A while ago, I had a conversation with a new missionary who had been here for three weeks, full of hope, excitement, and perhaps a little bit overwhelmed (although she could recall her name, so she was doing MUCH better than ME at three weeks.) We were discussing the topic of hiring house helpers. She was reticent to hire one, because she "didn't want anyone to think she needed help." To which I tactlessly replied that indeed she was helpless. She couldn't read, write, speak, or understand, not to mention that the dirt here is constant and very likely different than home. Plus, hiring a house helper helps the economy.
If I could, I would rewind that moment, and think INSIDE my head next time (first impressions are not my forte)... But it has had me thinking for months now.
Why are we so ashamed of looking like we need help?
Why are we happy to come and "serve" people who "need" our help, but find needing help offensive?
How can we truly honor the people we came to serve if we don't need them?
If there is no reciprocity, can it be a relationship?
Why are we ashamed of needing help?
So, here are my thoughts on the matter, for what it's worth.

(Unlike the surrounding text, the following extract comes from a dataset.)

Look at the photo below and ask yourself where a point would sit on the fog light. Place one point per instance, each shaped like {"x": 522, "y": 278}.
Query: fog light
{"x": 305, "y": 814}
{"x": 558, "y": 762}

I believe we cannot truly serve anyone, if we don't also need them. We can't be truly humble, if we have no needs.
I think Jesus truly demonstrated this. He came as a baby. I suppose he didn't need to. He could have just "shown", up as he has periodically throughout history. He could have walked in from the wilderness. Instead he came as one of the most helpless, need filled creatures, a human baby. There are very few babies as needy as human babies. No doubt his mother had black circles under her eyes from the sleepless nights of feeding him, wrapping him and unwrapping him in clothes as he would have pooped and wee'd all over himself, a lot. Because he was a baby. He had to be carried around constantly. I wonder if he had to have his hand smacked as he grabbed dangerous tools for the 78th time that day. Maybe he toddled a bit too near the fire, spilled hot water on his foot, and ran with sticks.
He, like every human child born, would have been a constant, bottomless well of need.

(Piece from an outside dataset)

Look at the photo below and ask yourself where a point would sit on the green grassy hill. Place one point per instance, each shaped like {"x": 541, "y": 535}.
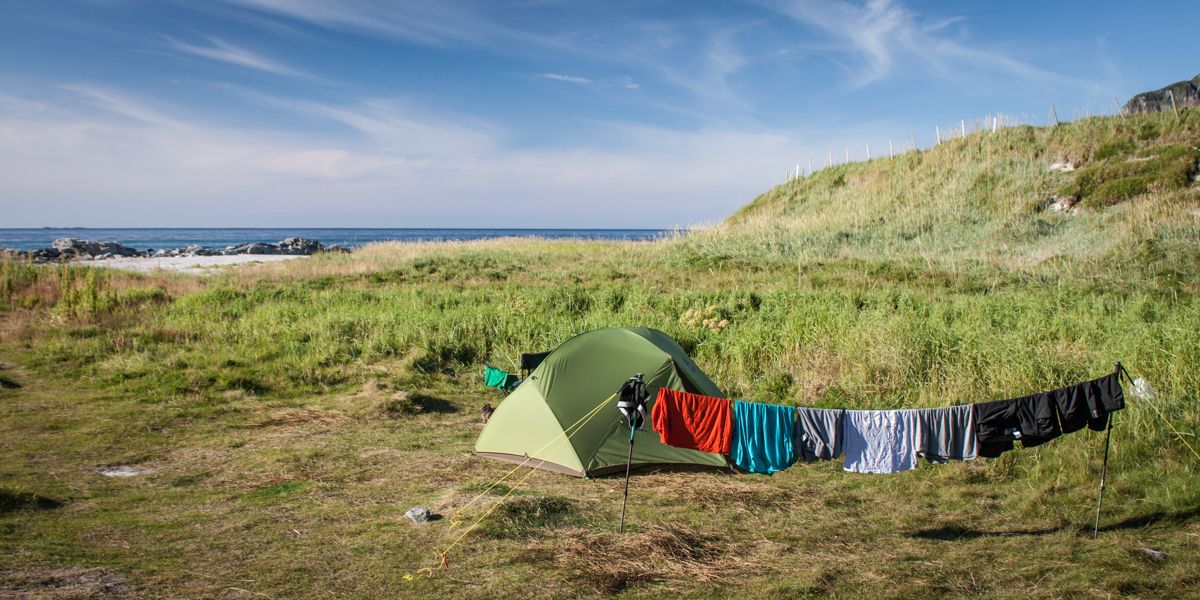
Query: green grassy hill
{"x": 280, "y": 419}
{"x": 987, "y": 197}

Perhaps a quadriplegic would have some insight into what Christ would have experienced. He went from having limitless power, and ability, to nothing. Nothing. Absolutely no ability to do anything for himself. He needed.
He spent ALL those years needing for only 3 years of ministry. Now, I think most mission agencies would balk at the idea of missionaries spending 32 years learning, and growing and changing and NEEDING for only three years of professional ministry. Quite frankly, I think we would all go a bit nuts... but maybe there is something there. Maybe we show up with too much... Perhaps we land in our new country with too much "ability", too much "knowledge", too much "understanding". Maybe we don't spend enough time needing help.
Perhaps our biggest contribution to our new country is allowing ourselves to need.